Sample query output and graph representation from SPIDer. (A) Partial results of inter-member interactions from the query for the SCF-CDC4 complex (search by inputting the MIPS identifier '445.10'). The table of cross-member interactions has the following information: the information for two interacting proteins, their RSS values on the three ontologies (CC, BP and MF), the cross references to other binary interaction datasets (DIP, BIND and MIPS physical interactions) and the MIPS complexes, as well as the hyperlinks to the evidence information. This table is designed to be clickable and provides hyperlinks of the proteins to SGD. Both DIP binary interactions and MIPS complexes have links to their home pages. (B) A graphical representation of the inter-member interaction network of the SCF-CDC4 complex using the default score cutoff. Nodes and edges represent proteins and cross-member interactions, respectively. Each node is labeled standard gene name. Each edge is depicted in colour representing the RSS score, which is the minimum of the BP and CC RSS values. In addition, the ORF name and primary SGD identifier are obtained when the cursor is positioned over a node, and score value over an edge (an example of the interaction between CDC34 and SKP1 is shown).
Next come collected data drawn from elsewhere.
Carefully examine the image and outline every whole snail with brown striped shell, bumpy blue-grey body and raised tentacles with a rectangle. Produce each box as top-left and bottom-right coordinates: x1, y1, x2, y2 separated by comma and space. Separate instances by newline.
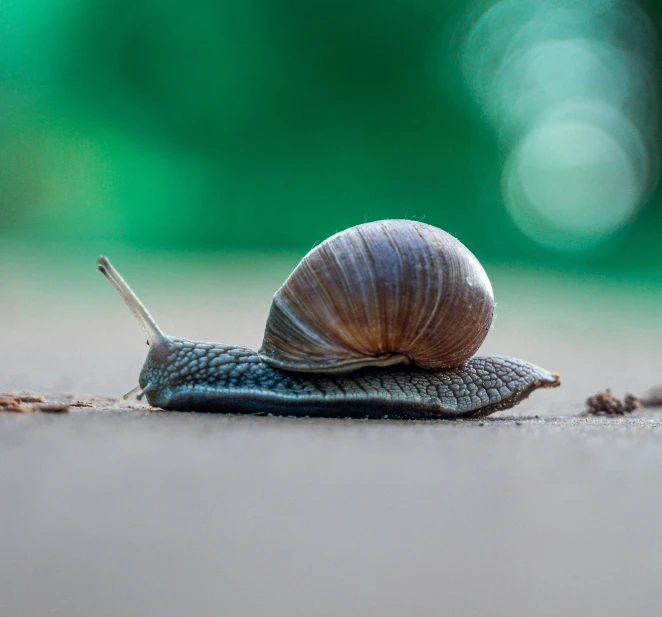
98, 220, 560, 419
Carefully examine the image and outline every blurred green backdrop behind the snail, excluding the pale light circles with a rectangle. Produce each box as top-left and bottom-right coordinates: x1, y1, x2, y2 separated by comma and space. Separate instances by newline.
0, 0, 662, 271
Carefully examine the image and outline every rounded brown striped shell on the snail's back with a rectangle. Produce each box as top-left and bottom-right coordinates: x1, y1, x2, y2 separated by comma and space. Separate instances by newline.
259, 220, 494, 372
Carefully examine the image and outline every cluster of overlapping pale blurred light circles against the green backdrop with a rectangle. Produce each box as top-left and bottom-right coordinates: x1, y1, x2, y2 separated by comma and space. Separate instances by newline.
463, 0, 659, 250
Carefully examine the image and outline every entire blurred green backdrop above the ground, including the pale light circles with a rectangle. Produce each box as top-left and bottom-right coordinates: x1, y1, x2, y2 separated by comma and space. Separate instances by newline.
0, 0, 662, 270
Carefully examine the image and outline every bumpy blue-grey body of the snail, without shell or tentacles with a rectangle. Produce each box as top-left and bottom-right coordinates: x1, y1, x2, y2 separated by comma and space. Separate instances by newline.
140, 338, 560, 419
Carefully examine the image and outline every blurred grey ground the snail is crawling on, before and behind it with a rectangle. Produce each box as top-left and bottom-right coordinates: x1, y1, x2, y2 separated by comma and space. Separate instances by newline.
0, 248, 662, 617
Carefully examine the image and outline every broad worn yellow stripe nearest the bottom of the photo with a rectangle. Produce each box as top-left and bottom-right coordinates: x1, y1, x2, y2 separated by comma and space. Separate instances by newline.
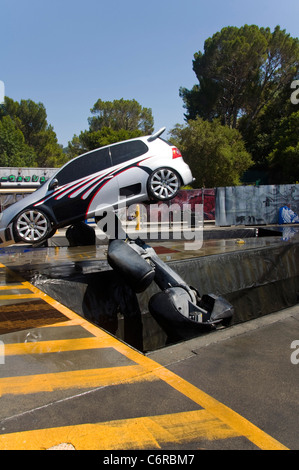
0, 410, 239, 450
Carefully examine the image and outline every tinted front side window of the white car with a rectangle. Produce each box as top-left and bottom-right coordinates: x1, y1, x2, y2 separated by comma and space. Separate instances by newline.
55, 148, 111, 186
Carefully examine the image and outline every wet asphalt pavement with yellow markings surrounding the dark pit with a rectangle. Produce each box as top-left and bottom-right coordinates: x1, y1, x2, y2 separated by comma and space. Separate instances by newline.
0, 228, 299, 453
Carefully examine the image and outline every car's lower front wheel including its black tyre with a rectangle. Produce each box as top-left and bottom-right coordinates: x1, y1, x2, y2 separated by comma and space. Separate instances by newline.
13, 208, 53, 244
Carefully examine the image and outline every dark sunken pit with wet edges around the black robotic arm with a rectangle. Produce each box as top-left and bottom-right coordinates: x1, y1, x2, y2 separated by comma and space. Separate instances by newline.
7, 229, 299, 353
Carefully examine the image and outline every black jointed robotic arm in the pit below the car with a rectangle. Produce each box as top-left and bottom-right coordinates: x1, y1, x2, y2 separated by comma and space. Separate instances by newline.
107, 235, 233, 340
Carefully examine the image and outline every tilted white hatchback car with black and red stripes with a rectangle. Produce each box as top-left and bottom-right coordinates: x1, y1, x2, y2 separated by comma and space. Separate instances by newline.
0, 127, 193, 246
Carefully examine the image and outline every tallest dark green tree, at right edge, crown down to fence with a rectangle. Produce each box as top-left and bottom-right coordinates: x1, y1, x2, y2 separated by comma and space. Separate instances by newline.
180, 25, 299, 183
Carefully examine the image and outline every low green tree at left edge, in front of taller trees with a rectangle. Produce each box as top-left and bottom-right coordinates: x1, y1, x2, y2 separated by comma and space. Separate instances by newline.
0, 116, 37, 167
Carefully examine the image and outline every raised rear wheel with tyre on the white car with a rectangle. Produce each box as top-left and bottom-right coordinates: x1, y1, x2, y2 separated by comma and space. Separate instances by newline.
147, 167, 182, 201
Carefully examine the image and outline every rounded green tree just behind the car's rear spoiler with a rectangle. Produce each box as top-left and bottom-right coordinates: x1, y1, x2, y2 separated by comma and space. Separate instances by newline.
171, 118, 253, 188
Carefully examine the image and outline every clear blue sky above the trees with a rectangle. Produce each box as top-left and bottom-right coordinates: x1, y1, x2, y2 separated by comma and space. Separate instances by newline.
0, 0, 299, 145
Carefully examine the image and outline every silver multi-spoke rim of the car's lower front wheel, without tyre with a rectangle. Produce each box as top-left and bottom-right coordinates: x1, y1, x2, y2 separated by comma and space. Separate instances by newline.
16, 210, 48, 242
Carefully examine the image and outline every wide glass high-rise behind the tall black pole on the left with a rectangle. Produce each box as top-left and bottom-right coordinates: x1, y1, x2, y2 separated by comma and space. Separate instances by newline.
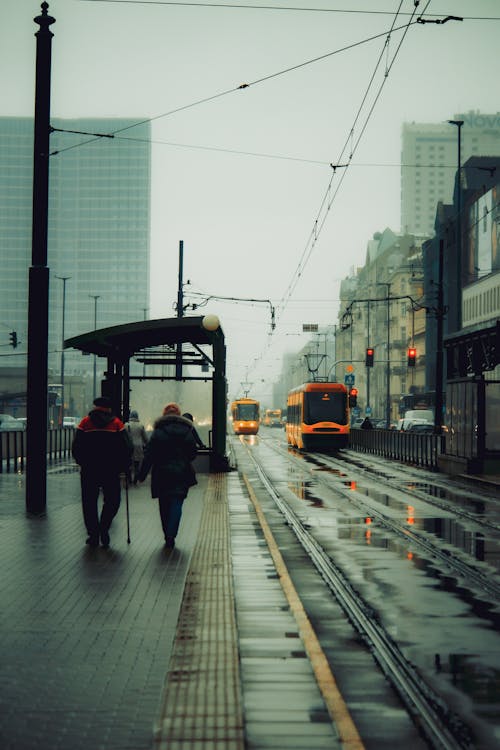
0, 117, 151, 382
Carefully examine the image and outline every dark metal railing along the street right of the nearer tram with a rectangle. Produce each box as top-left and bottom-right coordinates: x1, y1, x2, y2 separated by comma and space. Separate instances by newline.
349, 430, 445, 469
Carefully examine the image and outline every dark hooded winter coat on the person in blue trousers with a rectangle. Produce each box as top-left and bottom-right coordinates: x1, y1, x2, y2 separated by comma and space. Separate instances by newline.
138, 414, 197, 497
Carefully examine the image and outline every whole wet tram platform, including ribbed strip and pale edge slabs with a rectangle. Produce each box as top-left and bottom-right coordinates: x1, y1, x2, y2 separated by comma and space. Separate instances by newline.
0, 462, 344, 750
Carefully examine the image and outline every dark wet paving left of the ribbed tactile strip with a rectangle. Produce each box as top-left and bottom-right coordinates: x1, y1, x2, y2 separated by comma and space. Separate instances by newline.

Five different scores of edges in the legend are depicted in five colours.

  1. (v)

    Searching by sequence similarity: this search feature facilitates users to retrieve protein sequences matching a query sequence or its fragment. The results are returned as a list of proteins ordered by the BLAST e-value.

Discussion

The yeast protein-protein interaction dataset will continue to be updated using the new release of GO and yeast annotations in SGD. Furthermore, in the future, we intend that our database will provide more detailed analysis results of the whole interaction network, which are useful in analyzing and understanding yeast proteome. We also expect to reconstruct the maps of interactions from other completely sequenced genomes with high-quality GO-based annotations for functional genomic research.

Conclusion

SPIDer is an open and public database server for protein-protein interactions which are solely derived from the Gene Ontology (GO), based on the yeast genome. It provides users with convenient access to protein interactions based on various search features. In particular, it allows users to analyze the potential inter-member interactions among a list of proteins of interest, which is especially useful for the analysis of protein complexes. Furthermore, it presents a graphical interface for visualizing an interaction sub-network, facilitating users to associate the network topology with gene/protein properties based on a global or local topology view.

Availability and requirements

The database is freely accessed on the internet [29]. The complete gold standard positive dataset is on request by contacting with the corresponding author.